W1. Limited Base Models
Figure 2a shows that CoLM outperforms fine-tuning Phi-3 and Zephyr with larger batches on MathInstruct. We report the exact numbers here and have added them to the appendix of our revised version.
| Architectures | bs=64 | bs=128 | CoLM (bs=64) |
|---|---|---|---|
| Phi-3 (4B) | 60.4 ± 0.3 | 61.2 ± 0.6 | 65.4 ± 0.5 |
| Zephyr-3B (3B) | 37.7 ± 0.6 | 38.0 ± 0.3 | 39.9 ± 0.4 |
To further show the effectiveness of our method across different state-of-the-art models, we ran our method for the LLaMa-3 series and reported the results in our general comment. We see that CoLM consistently outperforms training with small and larger batch sizes, by up to 5.7% and 4% respectively.
W2. Insufficient Discussion of Related Work and Novelty
Please note that we use our normalized gradient only to select smaller mini-batches, not to train with the normalized gradients. Indeed, our method does not interfere with the optimizer. The optimizer can apply its own normalization, including the gradient normalization introduced by [1] to train on our selected smaller mini-batches. Hence, our contribution is orthogonal to [1].
[1] Batch Renormalization: Towards Reducing Minibatch Dependence in Batch-Normalized Models
Q1. Computational Complexity
The additional time for our method stems from three sources: the time to get the zeroth-order gradient of the last layer (Eq 6), the normalized gradient, the sparsified gradient, and solving the submodular facility location optimization problem (Eq 8). The most time-consuming step is getting the zeroth-order gradients, which can be calculated efficiently in only one forward pass as we discussed in Lines 292-296. Figure 2b reports the wall-clock time including the additional time of the above steps, and confirms that CoLM is 30% faster than training with bs=128 while using less memory, and outperforms it by 4%. In detail, one iteration of bs=64, bs=128, and CoLM (128->64) in Table 1 cost 3.15, 6.3, and 4.7 (s), respectively.

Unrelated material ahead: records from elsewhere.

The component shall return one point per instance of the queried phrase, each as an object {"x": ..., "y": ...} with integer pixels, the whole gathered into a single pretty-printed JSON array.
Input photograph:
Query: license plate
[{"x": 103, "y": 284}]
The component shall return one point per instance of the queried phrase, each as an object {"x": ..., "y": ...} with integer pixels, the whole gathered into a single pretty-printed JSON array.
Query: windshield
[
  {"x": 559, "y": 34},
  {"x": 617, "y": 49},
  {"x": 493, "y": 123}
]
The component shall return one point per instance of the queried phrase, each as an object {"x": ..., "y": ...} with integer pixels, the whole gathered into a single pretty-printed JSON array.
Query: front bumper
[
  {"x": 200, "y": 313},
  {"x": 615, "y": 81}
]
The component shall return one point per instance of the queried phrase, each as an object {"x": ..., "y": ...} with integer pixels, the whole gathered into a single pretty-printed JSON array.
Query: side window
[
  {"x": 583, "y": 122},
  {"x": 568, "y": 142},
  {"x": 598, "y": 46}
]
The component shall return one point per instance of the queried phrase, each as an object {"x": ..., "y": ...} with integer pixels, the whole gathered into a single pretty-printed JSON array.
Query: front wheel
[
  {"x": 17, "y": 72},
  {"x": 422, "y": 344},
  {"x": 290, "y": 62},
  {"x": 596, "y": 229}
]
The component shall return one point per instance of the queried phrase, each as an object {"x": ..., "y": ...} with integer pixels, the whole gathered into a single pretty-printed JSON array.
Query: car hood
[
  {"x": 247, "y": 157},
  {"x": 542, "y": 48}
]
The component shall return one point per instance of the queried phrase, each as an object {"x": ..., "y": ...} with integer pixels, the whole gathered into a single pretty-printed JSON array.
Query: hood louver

Q2. Convergence Rate Comparison
As mentioned in our experiments section (see lines 365-366 and caption of table 1), in all our experiments including Fig 3, we have already used LoRA for all methods. Please note that LoRA doesn’t make convergence faster, and often harms the final accuracy of the model [2, 3]. In contrast, our method improves the convergence and performance of the model. For fine-tuning, downstream performance is often a better indicator of the model performance than training loss or perplexity. Hence, we reported the downstream accuracy in Fig 3. In our revision, we also added the training loss to Figure 6 in revised Appendix D. At the end of fine-tuning, the training loss of FT (bs=64), FT (bs=128), and CoLM (bs=64) are 0.74, 0.57, and 0.47, respectively. Because the MathInstruct dataset doesn’t have a held-out validation set to calculate the perplexity, we can only calculate the training perplexity. For a fixed-length model, the train perplexity can be approximated by taking the exponential of the training loss. Therefore, the same conclusion holds for training perplexity.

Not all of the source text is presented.